HHS AI chief sees promise in emulating the DOD

The challenge for Oki Mek is getting more funding, personnel and convening authority.
Oki Mek, HHS; Greg Sisson, DOE
Oki Mek, right, and Greg Sisson participate in a panel discussion June 20, 2019, at Cloud Smart Talks presented by Nutanix and produced by FedScoop (FedScoop)

The Department of Health and Human Services wants to mimic the Department of Defense as it matures its artificial intelligence office by focusing on a set of use cases that can benefit the entire enterprise, said its Chief AI Officer Oki Mek.

Mek runs HHS’s AI office, launched almost a year ago, and sees value in establishing a virtual sandbox like the DOD Joint AI Center‘s for small-scale experimentation.

The challenge for Mek is the JAIC has far more funding, a bigger team and convening authority — all of which he’s seeking in fiscal 2022 as HHS implements the trustworthy AI executive order issued last December.

“Our approach is a little bit softer because we’re new and because, when the executive order came out, it wasn’t here’s an AI policy,” Mek said, during an ACT-IAC event Tuesday. “We’re not there yet, but we can connect the dots.”


Increasing the AI office’s budget to do things like build the sandbox is the first step, but it will take years to mirror the JAIC’s use cases, he said.

Mek said his office can possibly achieve 25% of the JAIC’s projects in a year, 50% in two and all of them in three. But it will also require a “culture shift in education and training.” He’s encouraging HHS’s components not to jump to AI where machine learning makes more sense and to focus on identifying and categorizing desired datasets before that.

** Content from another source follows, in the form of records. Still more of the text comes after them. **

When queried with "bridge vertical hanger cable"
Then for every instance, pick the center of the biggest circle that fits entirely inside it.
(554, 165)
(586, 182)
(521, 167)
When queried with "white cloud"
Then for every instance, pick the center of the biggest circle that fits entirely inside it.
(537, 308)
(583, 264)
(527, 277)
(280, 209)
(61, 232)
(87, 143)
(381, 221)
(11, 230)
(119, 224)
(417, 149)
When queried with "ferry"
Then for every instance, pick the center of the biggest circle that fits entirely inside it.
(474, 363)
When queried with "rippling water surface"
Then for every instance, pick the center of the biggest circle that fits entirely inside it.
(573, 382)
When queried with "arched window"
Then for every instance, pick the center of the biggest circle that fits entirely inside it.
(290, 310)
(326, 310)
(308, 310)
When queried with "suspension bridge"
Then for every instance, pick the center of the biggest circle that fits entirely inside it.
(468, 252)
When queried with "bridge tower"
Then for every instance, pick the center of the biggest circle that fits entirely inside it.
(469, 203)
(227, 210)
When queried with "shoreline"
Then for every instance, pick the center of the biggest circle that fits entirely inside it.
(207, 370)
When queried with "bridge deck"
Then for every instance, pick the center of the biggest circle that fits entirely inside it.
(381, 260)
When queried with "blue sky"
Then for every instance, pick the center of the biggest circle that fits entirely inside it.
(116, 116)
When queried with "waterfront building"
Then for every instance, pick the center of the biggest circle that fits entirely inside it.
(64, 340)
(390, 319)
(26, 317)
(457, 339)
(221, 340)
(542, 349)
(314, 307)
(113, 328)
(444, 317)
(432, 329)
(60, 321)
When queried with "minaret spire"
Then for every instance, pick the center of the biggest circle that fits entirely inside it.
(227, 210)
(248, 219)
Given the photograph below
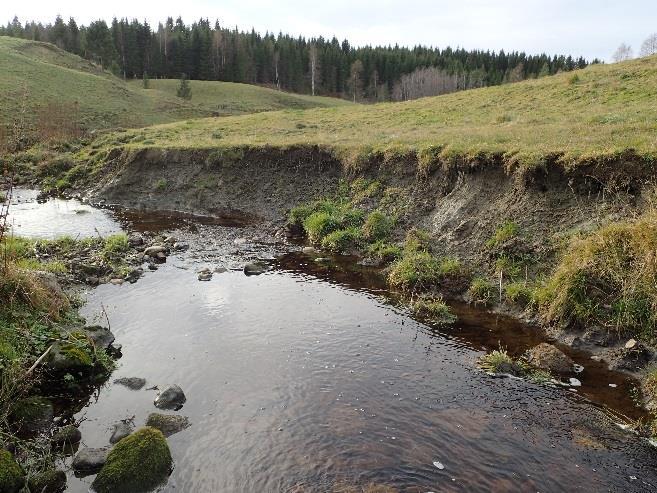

A challenge for HHS that not all agencies have to deal with is some data is protected by the Health Insurance Portability and Accountability Act (HIPAA). Determining which datasets are protected or contain personally identifiable information ultimately helps streamline the process of obtaining it.

“We can’t skip that process because it’s 80% to 90% of the work,” Mek said.

Aside from data acquisition, processing is the other big obstacle HHS faces, he added. HHS launched an AI Community of Practice (COP) to promote internal sharing of data and collaboration on processing and risk management.


The COP also helps HHS avoid duplicative efforts and is working with the Office of Management and Budget on its governmentwide push to list all AI use cases.

Mek’s team is also working on launching a public-facing AI website under, which will feature the department’s AI strategy released in January, as well as the playbook and framework they developed. The strategy promotes responsible adoption of trustworthy AI and will be updated over time, Mek said.

HHS also established an AI Council to execute that strategy, support AI governance and set priorities like ensuring algorithms are fair, legal and ethical. The council’s first bi-monthly meeting was this month with a second planned in December that will be supplemented with a “lunch and learn” featuring subject matter experts.

“Of course we’ll have to work with data groups as well,” Mek said.